Existing benchmarks for chemical reasoning evaluation focus solely on final answers, making it difficult to detect logical errors in intermediate reasoning steps. To address this limitation, this work proposes ChemCoTBench-V2, a novel benchmark that employs expert-designed structured templates to guide models in generating verifiable intermediate reasoning states. By integrating deterministic chemical rules, reference trajectory alignment, and oracle-verifiable state constraints, the framework enables low-cost, auditable process-level evaluation without requiring human or LLM-based adjudication. This approach is the first to support state-constraint verification and precise error localization in open-ended tasks, revealing a significant discrepancy between answer correctness and reasoning consistency across mainstream large language models. It further facilitates fine-grained model comparison and identification of the first erroneous step in reasoning trajectories.

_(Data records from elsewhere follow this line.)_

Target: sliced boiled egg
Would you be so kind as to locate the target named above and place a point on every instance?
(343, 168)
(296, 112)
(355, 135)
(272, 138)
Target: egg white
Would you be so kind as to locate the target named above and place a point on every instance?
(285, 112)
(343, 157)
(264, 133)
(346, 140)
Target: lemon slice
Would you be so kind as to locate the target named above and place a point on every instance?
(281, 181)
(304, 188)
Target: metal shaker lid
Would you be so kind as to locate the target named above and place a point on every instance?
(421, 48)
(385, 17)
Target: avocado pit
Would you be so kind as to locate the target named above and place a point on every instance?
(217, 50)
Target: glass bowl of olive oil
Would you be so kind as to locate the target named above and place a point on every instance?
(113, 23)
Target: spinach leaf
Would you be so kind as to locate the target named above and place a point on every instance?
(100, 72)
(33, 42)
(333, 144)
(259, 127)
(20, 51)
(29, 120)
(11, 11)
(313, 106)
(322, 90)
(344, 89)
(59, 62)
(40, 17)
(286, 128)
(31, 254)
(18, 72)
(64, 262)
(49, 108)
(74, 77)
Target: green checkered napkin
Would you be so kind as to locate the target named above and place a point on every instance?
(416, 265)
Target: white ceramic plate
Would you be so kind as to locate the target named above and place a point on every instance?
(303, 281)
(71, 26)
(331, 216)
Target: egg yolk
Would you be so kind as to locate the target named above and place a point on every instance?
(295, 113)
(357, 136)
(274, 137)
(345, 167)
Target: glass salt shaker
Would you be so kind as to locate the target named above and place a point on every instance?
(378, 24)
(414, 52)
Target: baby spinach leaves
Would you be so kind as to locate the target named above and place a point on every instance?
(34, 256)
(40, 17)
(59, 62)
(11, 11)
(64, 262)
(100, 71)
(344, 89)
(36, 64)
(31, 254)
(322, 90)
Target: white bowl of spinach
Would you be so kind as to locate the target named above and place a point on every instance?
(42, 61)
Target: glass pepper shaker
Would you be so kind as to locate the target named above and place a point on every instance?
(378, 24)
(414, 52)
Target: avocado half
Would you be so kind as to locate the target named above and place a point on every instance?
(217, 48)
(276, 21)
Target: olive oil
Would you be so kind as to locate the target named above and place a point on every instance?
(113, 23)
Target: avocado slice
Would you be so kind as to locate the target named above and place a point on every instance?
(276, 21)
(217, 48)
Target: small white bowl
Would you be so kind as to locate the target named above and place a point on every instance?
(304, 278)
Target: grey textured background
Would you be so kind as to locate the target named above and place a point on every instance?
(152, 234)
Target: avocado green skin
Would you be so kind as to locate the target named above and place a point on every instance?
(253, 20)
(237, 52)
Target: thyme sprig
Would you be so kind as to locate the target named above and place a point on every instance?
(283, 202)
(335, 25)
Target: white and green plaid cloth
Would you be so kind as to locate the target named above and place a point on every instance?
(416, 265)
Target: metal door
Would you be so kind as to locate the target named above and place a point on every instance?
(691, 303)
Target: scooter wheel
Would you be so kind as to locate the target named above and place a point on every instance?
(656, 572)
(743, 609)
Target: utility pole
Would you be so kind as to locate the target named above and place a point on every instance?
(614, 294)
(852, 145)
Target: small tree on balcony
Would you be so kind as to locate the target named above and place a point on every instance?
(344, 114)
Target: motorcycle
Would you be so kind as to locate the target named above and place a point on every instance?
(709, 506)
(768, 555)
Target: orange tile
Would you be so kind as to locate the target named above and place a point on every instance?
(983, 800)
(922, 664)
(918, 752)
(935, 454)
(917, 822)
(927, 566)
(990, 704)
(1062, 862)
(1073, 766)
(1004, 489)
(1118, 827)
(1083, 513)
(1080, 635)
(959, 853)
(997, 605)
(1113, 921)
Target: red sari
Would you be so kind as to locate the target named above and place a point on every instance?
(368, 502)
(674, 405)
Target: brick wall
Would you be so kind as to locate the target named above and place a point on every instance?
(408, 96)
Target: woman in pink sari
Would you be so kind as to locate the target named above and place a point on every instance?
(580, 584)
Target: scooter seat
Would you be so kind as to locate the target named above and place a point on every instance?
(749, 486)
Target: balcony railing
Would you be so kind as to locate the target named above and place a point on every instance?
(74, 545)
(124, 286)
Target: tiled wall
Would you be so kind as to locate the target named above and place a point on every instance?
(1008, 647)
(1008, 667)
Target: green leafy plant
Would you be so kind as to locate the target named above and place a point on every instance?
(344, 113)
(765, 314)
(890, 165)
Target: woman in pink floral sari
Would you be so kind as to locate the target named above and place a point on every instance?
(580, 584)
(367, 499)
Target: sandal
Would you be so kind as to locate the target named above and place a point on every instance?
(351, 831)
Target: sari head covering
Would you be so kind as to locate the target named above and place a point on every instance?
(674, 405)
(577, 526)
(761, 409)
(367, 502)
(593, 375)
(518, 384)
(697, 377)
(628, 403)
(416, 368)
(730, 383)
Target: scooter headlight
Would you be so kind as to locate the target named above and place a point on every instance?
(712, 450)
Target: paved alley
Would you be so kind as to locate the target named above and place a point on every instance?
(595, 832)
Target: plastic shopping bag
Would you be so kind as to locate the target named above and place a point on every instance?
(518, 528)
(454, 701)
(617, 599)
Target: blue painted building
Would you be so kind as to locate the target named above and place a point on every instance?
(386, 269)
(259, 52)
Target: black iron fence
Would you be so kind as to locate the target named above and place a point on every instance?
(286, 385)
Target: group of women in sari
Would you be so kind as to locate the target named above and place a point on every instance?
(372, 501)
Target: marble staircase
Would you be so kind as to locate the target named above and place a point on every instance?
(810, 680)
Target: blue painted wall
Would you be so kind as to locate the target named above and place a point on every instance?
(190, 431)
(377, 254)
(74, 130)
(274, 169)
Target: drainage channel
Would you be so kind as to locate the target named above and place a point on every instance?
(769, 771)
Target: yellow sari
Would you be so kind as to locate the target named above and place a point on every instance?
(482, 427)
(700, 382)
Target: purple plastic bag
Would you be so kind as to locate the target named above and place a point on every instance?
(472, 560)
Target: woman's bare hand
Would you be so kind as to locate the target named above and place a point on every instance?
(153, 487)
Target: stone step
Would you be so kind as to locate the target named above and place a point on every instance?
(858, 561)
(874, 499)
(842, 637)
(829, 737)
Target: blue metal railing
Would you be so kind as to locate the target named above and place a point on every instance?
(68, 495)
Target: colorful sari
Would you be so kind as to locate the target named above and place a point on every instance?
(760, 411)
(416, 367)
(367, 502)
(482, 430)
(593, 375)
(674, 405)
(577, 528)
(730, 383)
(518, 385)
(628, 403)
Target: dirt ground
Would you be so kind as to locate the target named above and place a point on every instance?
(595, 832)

Large language models are increasingly used as chemistry assistants, yet most chemistry benchmarks still score only final answers. This masks a critical failure mode: a model may output the correct molecule, product, or option while its reasoning violates chemical logic. Existing process-level evaluators are hard to scale because LLM judges and human step-level process annotation are costly, inconsistent, and vulnerable to hallucination. We introduce ChemCoTBench-V2, a rule-verifiable diagnostic benchmark for low-cost, auditable evaluation of structured, verifier-addressable chemical reasoning traces. It spans molecular understanding, molecule editing, molecular optimization, and reaction prediction, with 5,620 evaluation samples across 18 reporting tasks. Models must expose key intermediate steps in expert-designed templates, and those steps are checked with deterministic chemistry rules and, for closed-answer tasks, reference traces rather than another LLM judge. Open-ended molecular optimization is evaluated with oracle-verifiable state constraints rather than strict trace matching. The benchmark reports three separate signals: final-answer correctness, template adherence, and step-wise verifier correctness over expert-refined intermediate commitments. Experiments on frontier models reveal a persistent gap between final-answer success and structured-reasoning-state consistency: models often follow the requested format while failing chemical-step checks, or answer correctly with weak supporting reasoning. ChemCoTBench-V2 enables fine-grained model comparison and identifies the concrete step at which the trace first violates the verifier.